# Electric Fence ??



## Goat Mom (May 1, 2012)

See, I knew I'd have questions right away. 

I'm putting up temporary electric fencing for the goats for while they eat down the brush, and once our yard is under control I can get permanent fencing in. We also have coyotes around here that have killed our neighbor's goats before. 


I purchased a 164' roll of Zareba electric netting and an AC powered, 6 joule output, 100 mile, low impedance charger. We have heavy weed conditions, so it sounded like the charger to go with.

My main question is, can you buy too strong of a charger for the goats? I mean, my goats are 10 weeks old and little. It won't hurt them, will it? I really want to protect them from the coyotes, but I don't want to hurt them in the process.


----------



## sweetgoats (Oct 18, 2007)

Yes, you can have a electric fence kill a goat, but it is not like it will if it just shocks them. Make sure it is a fence that will pulse. 

If you have coyotes that are known to be there, remember they will jump the fence to get to them. 

I have a electric fence that is one strand just wire and one that is electric, and it does that overe and over, for four strand of each. I have had my goats get shocked, and they jump like crazy and stay away from the fence most the time. I have big Bucks that just laugh at me as they go right through the fence. :laugh: 

It is funny, how when they get shocked, they can hear and smell the electric fence.


----------



## Goat Mom (May 1, 2012)

Thanks for the input. I just wanted to make sure. I figured it was okay, but I'm new to this...


----------



## xxLavenderxDreamsxx (Apr 28, 2012)

>>>>>>sweetgoats: I have big Bucks that just laugh at me as they go right through the fence.

I've goat a herd that somehow knows when the wire is off and will lean their weight on it.
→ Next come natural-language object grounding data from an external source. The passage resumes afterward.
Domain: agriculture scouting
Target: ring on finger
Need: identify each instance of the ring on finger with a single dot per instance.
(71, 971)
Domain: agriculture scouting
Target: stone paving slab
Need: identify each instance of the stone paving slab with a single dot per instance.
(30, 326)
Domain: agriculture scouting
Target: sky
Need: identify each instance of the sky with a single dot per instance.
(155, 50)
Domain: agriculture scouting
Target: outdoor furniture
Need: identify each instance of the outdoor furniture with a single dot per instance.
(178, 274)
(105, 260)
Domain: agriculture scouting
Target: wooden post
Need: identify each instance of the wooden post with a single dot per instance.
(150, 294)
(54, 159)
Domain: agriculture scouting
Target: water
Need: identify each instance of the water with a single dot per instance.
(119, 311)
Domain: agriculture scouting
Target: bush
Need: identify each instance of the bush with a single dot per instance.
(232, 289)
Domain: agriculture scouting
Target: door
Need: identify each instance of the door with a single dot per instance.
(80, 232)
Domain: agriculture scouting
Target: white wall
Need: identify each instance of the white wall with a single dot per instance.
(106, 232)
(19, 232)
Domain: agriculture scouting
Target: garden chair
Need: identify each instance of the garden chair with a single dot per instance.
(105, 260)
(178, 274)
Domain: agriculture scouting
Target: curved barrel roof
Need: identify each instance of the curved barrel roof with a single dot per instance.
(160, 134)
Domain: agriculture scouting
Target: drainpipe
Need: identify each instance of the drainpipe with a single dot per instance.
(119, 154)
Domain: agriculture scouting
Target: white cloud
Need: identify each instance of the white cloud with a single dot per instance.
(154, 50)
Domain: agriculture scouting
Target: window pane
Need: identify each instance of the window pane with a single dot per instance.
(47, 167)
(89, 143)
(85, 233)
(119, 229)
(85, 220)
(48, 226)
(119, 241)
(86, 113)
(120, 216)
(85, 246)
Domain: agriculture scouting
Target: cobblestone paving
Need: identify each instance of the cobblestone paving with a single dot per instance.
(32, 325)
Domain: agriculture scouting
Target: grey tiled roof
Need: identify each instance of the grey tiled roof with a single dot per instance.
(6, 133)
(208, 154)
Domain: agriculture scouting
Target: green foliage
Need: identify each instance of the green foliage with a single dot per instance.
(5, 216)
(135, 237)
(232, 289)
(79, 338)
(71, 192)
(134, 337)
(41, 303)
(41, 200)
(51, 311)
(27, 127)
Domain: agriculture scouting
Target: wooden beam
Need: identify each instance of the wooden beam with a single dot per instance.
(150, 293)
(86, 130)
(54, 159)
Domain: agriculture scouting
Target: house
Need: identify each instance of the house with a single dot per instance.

Meanwhile, I who have been shocked to the point of screaming, am deathly afraid of electric wires. :doh: sometimes I think they're secretly laughing at me.


----------



## toth boer goats (Jul 20, 2008)

I agree with what was said... :thumb: 





As to the big bucks going through it...do you have a strand on the bottom ...mid section where their head is or a bit lower and top?


----------



## Guest (Jun 2, 2012)

I have seen goats that knew they would be shocked but run fast and take the jolt and keep on going. We had pigs and ran wire too, we had one that was always out and I watched him one day. He sat 100' away and looked at that fence and just squeeled and squeeled then after about 5 minutes of that he ran full throttle right through it, I guess he knew he was going to get shocked and got the squeeling out of the way before he hit it. I also had a goose step on the bottom wire and get his head stuck on a barb next wire up and that is just the way I found him dead of course. And that is a Gallagher 2 jule charger which had 6 hot wires about 3 miles long on it, that I need to sell come to think of it.


----------



## Jessica84 (Oct 27, 2011)

I spent 2 days putting a hot fence up for my goats to eat some brush, I got a solar one and it impules, the main issue is that the 'shock' was to far apart, buy the time they got half way threw it would zap them and they would run threw. I figured after they knew it would zap them I could put them back in and they would stay, nope!!! Now I do have another one, it plugs into a outlet, and it will zap all the time, I put that up around the hay lot, and it has got them so good that it is not even on and they stay away from it.


----------



## Steph (May 7, 2009)

We have the electric netting and have found that the goats can become tangled in it. When we first introduce them to the area we stay within eat shot in case anyone gets tangled. Usually once everyone gets a shock they know to stay away. Our bucks have done great in the electric netting.


----------